Caloric restriction induces anabolic resistance to resistance exercise

Eur J Appl Physiol. 2020 May;120(5):1155-1164. doi: 10.1007/s00421-020-04354-0. Epub 2020 Mar 31.

Abstract

Purpose: Weight loss can result in the loss of muscle mass and bone mineral density. Resistance exercise is commonly prescribed to attenuate these effects. However, the anabolic endocrine response to resistance exercise during caloric restriction has not been characterized.
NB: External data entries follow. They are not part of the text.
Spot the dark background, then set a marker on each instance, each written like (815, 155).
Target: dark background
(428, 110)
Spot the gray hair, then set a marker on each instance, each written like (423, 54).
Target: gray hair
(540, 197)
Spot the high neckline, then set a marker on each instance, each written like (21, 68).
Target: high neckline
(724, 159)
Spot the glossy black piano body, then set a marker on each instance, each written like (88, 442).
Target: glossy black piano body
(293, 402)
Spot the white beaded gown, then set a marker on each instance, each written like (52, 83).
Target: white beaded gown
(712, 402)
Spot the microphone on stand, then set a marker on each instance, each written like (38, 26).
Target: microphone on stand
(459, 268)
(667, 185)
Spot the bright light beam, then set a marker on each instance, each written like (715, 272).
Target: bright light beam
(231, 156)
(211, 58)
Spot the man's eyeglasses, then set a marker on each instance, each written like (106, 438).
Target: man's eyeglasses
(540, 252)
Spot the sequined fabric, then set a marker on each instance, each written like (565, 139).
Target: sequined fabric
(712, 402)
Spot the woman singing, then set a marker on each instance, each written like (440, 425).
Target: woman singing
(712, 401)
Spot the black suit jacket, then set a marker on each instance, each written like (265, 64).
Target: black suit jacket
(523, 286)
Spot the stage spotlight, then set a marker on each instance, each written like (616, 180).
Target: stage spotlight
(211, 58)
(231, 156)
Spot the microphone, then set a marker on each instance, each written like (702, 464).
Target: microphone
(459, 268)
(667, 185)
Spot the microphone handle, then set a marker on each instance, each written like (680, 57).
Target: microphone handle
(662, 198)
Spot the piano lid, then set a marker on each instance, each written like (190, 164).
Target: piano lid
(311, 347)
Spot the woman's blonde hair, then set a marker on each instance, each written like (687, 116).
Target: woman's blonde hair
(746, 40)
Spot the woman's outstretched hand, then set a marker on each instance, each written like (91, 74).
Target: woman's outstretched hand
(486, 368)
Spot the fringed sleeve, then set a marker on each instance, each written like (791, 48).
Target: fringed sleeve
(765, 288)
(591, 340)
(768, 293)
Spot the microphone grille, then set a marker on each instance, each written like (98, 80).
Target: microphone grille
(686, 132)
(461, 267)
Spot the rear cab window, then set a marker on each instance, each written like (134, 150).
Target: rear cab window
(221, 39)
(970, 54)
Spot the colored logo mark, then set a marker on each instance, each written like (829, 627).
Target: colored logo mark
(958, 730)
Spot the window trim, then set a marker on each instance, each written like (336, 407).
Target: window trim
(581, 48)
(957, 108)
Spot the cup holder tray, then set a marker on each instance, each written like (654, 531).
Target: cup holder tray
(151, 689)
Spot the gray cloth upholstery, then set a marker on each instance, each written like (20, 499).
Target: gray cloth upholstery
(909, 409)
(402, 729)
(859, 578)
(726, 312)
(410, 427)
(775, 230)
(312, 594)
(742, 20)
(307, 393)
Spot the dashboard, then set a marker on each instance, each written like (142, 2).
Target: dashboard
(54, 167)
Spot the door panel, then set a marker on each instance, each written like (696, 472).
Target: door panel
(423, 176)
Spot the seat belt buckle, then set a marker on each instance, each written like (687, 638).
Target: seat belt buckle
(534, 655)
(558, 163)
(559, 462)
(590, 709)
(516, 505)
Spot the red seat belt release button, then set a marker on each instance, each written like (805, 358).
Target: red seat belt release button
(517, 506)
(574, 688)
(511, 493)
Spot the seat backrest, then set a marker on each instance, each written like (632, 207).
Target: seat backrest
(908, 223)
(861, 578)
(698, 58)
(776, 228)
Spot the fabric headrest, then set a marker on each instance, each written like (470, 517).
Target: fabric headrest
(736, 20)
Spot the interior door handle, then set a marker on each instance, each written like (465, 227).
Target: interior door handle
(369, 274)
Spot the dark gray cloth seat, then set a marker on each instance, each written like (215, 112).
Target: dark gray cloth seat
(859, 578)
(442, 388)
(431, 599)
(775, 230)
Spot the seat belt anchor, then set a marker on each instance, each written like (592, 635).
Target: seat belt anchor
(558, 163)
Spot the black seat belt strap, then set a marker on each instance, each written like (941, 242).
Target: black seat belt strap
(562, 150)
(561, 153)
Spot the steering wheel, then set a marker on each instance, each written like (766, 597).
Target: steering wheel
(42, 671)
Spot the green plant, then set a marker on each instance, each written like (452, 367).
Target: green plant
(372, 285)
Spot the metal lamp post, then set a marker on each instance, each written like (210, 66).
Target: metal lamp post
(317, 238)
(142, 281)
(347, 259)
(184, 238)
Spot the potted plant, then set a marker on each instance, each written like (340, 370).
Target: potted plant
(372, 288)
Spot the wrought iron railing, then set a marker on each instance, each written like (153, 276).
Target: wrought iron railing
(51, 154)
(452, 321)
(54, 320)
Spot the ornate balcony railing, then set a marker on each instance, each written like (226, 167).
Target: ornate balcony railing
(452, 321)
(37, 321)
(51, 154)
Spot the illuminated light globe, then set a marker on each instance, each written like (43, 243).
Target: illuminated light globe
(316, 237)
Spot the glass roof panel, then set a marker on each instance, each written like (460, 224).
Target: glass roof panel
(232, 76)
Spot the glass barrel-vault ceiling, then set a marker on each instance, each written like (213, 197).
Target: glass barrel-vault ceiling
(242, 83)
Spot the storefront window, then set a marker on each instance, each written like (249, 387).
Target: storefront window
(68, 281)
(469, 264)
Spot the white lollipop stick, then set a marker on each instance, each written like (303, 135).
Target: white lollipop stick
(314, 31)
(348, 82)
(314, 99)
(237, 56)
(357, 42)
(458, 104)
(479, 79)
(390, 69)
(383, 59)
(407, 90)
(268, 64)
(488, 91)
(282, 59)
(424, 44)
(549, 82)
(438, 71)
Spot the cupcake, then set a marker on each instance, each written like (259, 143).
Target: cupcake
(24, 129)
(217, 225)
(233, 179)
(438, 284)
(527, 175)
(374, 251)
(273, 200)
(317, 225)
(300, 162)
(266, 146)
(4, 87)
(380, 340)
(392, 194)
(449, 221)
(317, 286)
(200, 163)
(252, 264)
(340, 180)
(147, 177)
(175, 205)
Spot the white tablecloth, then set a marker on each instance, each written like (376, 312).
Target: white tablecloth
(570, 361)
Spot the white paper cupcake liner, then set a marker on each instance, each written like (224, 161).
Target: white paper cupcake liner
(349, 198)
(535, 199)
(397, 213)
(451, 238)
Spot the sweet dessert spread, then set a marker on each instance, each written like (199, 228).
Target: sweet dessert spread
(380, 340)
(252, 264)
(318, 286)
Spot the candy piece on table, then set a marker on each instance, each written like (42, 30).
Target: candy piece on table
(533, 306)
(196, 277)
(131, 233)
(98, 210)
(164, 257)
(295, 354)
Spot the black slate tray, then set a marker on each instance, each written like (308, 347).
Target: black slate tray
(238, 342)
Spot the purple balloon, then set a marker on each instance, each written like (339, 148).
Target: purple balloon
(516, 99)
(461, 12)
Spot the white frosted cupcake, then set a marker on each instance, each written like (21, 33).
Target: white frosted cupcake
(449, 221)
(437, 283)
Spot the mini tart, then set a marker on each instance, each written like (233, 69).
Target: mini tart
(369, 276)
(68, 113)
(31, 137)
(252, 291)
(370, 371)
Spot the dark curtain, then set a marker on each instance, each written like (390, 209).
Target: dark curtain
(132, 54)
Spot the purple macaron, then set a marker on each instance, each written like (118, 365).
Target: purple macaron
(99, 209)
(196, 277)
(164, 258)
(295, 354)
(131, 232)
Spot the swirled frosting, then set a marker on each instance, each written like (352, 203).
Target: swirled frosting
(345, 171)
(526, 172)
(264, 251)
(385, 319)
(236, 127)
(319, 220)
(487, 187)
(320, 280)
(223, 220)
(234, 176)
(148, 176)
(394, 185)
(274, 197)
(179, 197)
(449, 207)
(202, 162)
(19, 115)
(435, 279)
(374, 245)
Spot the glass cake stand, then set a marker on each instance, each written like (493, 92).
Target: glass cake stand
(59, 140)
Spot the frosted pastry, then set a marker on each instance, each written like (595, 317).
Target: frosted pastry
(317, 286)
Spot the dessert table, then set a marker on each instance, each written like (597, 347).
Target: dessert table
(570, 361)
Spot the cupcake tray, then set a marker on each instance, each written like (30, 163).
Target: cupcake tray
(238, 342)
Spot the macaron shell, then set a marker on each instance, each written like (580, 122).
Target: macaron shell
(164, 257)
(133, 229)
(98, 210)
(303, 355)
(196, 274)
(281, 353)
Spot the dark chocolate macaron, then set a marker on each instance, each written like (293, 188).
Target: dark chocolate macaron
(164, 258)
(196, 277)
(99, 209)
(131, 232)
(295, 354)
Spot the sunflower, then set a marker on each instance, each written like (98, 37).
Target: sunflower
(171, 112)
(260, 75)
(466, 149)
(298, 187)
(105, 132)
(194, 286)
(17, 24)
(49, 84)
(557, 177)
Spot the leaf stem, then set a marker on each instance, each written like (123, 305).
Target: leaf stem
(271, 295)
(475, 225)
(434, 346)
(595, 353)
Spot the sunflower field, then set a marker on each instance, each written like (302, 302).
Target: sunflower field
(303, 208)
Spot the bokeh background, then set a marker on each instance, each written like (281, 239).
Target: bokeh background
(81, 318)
Methods: Participants underwent 3-day conditions of caloric restriction (15 kcal kg FFM-1) with post-exercise carbohydrate (CRC) and with post-exercise protein (CRP), and an energy balance control (40 kcal kg FFM-1) with post-exercise carbohydrate (CON). Serial blood draws were taken following five sets of five repetitions of the barbell back squat exercise on day 3 of each condition.

Results: In CRC and CRP, respectively, growth hormone peaked at 2.6 ± 0.4 and 2.5 ± 0.9 times the peak concentrations observed during CON. Despite this, insulin-like growth factor-1 concentrations declined 18.3 ± 3.4% in CRC and 27.2 ± 3.8% in CRP, which was greater than the 7.6 ± 3.6% decline in CON, over the subsequent 24 h. Sclerostin increased over the first 2 days of each intervention by 19.2 ± 5.6% in CRC, 21.8 ± 6.2% in CRP and 13.4 ± 5.9% in CON, but following the resistance exercise bout, these increases were attenuated and no longer significant.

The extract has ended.